Well I have all my dates arranged for upcoming FET. The transfer will take place on the 17th of October. A month away - here we go again!!
The nurse in the clinic asked me to get my TSH levels checked. Mine was 3.97. Apparently this is in the normal range of thyroid function but for pregnancy, the clinic would like it to be closer to 2. So I am on Eltroxin to lower the levels. Could this be the reason for my miscarriage or the reason why we haven't conceived naturally? Who knows.
How am I feeling? Usual feelings of nervousness/hope/fear. Very detached really. I don't want to talk about it in real life because I've done this before, I've talked about the upcoming dates, treatment, every detail and always it has ended in heartbreak. However I know this one could work out if it works but still I've lost my innocence in this area.

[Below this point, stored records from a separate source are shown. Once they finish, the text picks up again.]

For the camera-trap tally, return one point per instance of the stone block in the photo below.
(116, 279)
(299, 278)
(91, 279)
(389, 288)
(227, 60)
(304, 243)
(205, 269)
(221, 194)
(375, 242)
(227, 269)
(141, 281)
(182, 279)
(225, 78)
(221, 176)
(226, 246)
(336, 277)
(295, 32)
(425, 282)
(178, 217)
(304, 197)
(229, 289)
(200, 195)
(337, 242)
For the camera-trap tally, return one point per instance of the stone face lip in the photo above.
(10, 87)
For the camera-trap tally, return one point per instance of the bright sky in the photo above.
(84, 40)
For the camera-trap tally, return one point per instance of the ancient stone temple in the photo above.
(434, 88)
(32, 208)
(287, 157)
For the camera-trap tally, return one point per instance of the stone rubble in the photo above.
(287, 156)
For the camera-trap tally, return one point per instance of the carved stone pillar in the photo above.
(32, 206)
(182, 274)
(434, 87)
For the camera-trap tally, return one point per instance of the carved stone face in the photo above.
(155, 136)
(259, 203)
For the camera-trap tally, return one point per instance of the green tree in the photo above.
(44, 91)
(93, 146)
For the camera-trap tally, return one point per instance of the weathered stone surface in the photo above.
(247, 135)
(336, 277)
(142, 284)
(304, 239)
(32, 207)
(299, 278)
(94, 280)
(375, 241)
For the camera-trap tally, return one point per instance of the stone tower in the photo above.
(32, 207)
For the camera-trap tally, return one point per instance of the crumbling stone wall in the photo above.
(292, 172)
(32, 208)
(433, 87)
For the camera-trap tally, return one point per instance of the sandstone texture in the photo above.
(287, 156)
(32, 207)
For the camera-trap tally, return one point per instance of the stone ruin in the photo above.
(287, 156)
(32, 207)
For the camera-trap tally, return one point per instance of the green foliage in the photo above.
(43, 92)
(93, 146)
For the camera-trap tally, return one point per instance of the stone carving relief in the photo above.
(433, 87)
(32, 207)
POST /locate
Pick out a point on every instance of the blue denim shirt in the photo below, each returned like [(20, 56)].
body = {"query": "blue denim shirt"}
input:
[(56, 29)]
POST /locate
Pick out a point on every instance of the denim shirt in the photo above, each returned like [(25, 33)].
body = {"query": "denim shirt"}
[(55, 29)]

When I went to the clinic last Monday morning for my TSH blood test, for some reason the nurses never called me. Time was ticking by, I was late for work, other clients were coming and going and yet no one was calling me for my blood test. I don't know what happened to me, but I started to get really upset---like fighting back the tears, a lump in my throat. I couldn't summon up the courage to ask the nurses when they were going to call me. I wanted to storm out, but I couldn't. Eventually after a self pep-talk, I decided to walk out. However, as I walked by the nurses' station, I saw two nurses sitting down. I said "sorry but I've been waiting for someone to call me for a blood test for an hour". One of them jumped up, all apologetic and took me in to another room to do the blood test. By this stage I could not even talk, just trying to not cry. Nightmare. Seriously what was up with that??? I think all the emotion of the past few months and tied into the clinic, sitting in the waiting room was just too much. Anyway...I felt better later on.